Out of that shrug comes apathy, hopelessness, truth bubbles, and crazy conspiracy theories. That’s why Russia has waged disinformation campaigns against other countries (as my old colleague from Moscow, Peter Pomerantsev, explored) — to undermine liberalism by eroding the very idea of truth.
But the situation is more dire than that. The trick mirror turns everything into a performance, so political debate becomes wrestling — a cartoonish gladiatorial combat designed not to converse with the other, but to win cheers from your fans. Every gesture seems phony — virtue signaling or moral grandstanding.
The internet creates bubbles of adoration and chasms of incomprehension. The morning after the British election, my Facebook and Twitter feeds were filled with bewilderment. How could the country vote for the Tories and Brexit? After all those tweets! Will that lead to people spending less time trying to influence others on social media? No chance.
We’re all in our own reality tunnels, lovingly created for us by the tech titans.
As the internet erodes our ability to understand people outside of our filter bubble, it erodes the center ground and erodes our trust in the mainstream media. The BBC was the big loser this election, but all the TV channels lost. Biased! Stitch-up! Liars! You’ve been played!
The poor BBC. It was the glue that held the U.K. together for 80 years. But less than half of young people in Britain watch it now. We’re all in our own reality tunnels, lovingly created for us by the tech titans.
The internet was supposed to bring us all together into the “global village,” to turn everyone into centrist free-market liberals. Instead, it’s empowered the fringe and fired up the extremes. The far-right has gone mainstream by embracing the chaotic creativity of the internet. Where 1930s Fascists endlessly paraded the same symbols — the swastika, say — the 2020 far-right pours out an ever-changing stream of memes and insider winks.

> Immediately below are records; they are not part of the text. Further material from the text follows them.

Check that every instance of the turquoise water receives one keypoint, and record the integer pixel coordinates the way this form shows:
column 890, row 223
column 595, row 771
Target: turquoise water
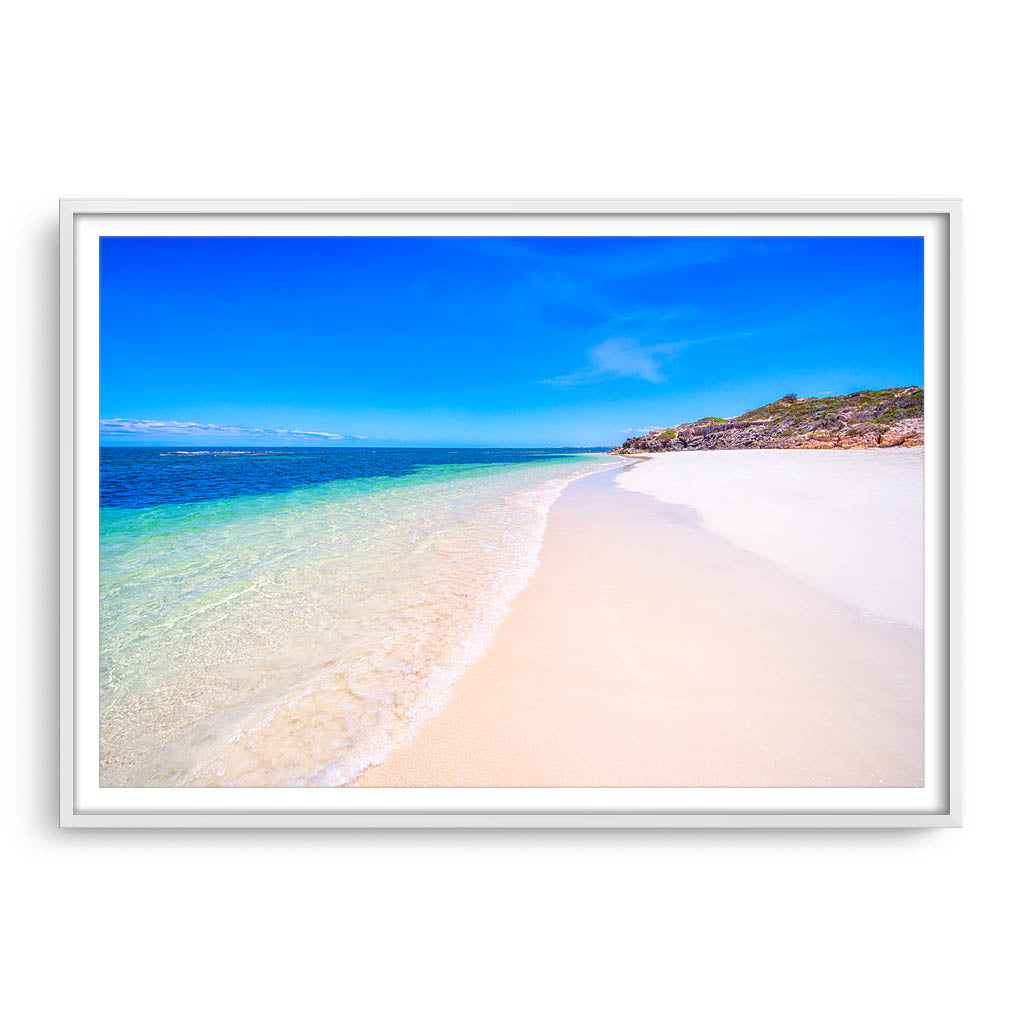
column 292, row 635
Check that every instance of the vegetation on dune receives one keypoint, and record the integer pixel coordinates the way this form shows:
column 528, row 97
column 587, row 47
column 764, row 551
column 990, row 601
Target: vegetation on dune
column 863, row 419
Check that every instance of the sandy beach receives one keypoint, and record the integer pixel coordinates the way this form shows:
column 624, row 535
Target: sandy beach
column 755, row 625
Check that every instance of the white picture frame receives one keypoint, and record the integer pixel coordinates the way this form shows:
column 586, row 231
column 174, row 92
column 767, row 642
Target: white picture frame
column 82, row 221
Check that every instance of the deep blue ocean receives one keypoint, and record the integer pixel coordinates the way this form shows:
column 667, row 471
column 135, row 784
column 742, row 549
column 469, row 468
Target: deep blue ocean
column 286, row 616
column 143, row 477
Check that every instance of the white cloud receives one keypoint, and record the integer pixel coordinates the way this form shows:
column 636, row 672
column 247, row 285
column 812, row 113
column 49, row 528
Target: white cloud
column 619, row 357
column 622, row 357
column 178, row 428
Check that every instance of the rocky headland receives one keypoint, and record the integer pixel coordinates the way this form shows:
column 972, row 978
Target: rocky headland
column 894, row 418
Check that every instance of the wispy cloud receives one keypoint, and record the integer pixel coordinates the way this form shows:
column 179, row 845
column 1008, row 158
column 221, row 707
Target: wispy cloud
column 206, row 431
column 617, row 357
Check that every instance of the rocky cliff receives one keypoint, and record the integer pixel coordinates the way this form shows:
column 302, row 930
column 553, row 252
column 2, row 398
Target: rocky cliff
column 864, row 419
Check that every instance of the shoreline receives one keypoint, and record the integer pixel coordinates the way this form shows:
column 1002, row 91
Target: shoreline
column 617, row 665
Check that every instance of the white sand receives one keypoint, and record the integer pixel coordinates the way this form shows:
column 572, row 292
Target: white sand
column 849, row 523
column 648, row 651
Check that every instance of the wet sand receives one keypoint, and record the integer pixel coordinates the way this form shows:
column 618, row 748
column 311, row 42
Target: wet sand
column 649, row 651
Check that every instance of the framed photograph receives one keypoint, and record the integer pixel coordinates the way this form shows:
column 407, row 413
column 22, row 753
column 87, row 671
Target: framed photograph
column 509, row 514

The internet creates a feedback loop of mock shock and histrionic outrage. “Welcome to the scream room,” as journalist Laurie Penny would say.
Our very thought-streams have been colonized by the tech giants. I left Twitter because I was starting to think in tweets — I found myself talking to the internet even when I was offline.
I finally tore myself off, but then — obviously — went back on to Twitter this year, with all sorts of misgivings.
Meanwhile, the tech giants get bigger and bigger, with every new outrage, every new spasm of fury, they glow, and they grow. The house always wins.